According to the 2015 Country Policy and Institutional Assessment (CPIA) Results for Africa by Bretton Woods institution, Kenya scores highly on debt, fiscal and exchange rate policies.
However, the report notes that fiscal deficits across the countries sampled including Kenya have widened recently. The report attributes the country’s case to the cost of devolution
“In Kenya, fiscal pressure built up, emanating from the costs of rollout of devolution, increased security spending, infrastructure spending, and the rising wage bill (the wage bill rose from 6.5 percent in 2012/13 to 7.4 percent of GDP in 2013/14) at both levels of government. The increase in government spending outpaced the growth in revenue, widening the fiscal deficit to 6.2 percent in 2013/14,” it says.

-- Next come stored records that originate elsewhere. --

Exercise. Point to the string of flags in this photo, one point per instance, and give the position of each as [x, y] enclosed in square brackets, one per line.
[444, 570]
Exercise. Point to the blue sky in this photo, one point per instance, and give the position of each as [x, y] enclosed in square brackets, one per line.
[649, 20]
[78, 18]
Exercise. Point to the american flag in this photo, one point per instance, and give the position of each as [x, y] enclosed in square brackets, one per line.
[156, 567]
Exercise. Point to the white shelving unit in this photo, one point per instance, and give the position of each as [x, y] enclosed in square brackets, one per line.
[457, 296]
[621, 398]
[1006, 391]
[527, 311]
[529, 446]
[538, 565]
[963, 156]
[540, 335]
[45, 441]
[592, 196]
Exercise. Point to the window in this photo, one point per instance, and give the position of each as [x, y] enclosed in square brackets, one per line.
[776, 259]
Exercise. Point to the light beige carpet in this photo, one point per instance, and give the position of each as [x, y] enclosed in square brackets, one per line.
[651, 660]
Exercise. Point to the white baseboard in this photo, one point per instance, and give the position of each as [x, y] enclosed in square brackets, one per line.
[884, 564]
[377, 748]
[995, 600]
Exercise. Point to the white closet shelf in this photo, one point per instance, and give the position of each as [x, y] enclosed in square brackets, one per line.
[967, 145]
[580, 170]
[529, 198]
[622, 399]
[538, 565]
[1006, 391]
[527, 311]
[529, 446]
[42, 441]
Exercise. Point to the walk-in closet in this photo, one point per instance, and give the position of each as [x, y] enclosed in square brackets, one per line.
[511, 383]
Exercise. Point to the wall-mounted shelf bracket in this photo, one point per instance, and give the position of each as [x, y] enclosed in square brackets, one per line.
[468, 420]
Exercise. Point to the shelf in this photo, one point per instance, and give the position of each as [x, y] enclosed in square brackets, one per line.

The country also fairs well in policies on Trade, Financial Sector and Business Regulatory Environment.
The CPIA Africa report describes the progress African countries are making on strengthening the quality of their policies and institutions. It presents CPIA scores for the 38 African countries that are eligible for support from the International Development Association (IDA), the concessional financing arm of the World Bank Group
“The average CPIA score for Sub-Saharan African countries was 3.2 in 2014, the same as for 2013. The range of scores for the 38 IDA countries in the region widened slightly, as Rwanda’s aggregate score climbed to 4.0 (figure 3). Other relatively high scorers were Cabo Verde (3.9), closely followed by Kenya, Senegal, and Tanzania, all with scores of 3.8. The low end of the score range was unchanged at 2, with South Sudan slipping to the bottom,” the report reads in part.
Kenya however performed low on Transparency, Accountability and Corruption in Public Sector.
“Governance quality and performance is viewed as a transformational element for future social and economic development and resource mobilization because of its potential to shape the relationship between the state and society, and encourage more foreign and local investments in Sub-Saharan Africa by reducing risks and enhancing security,” the report reads.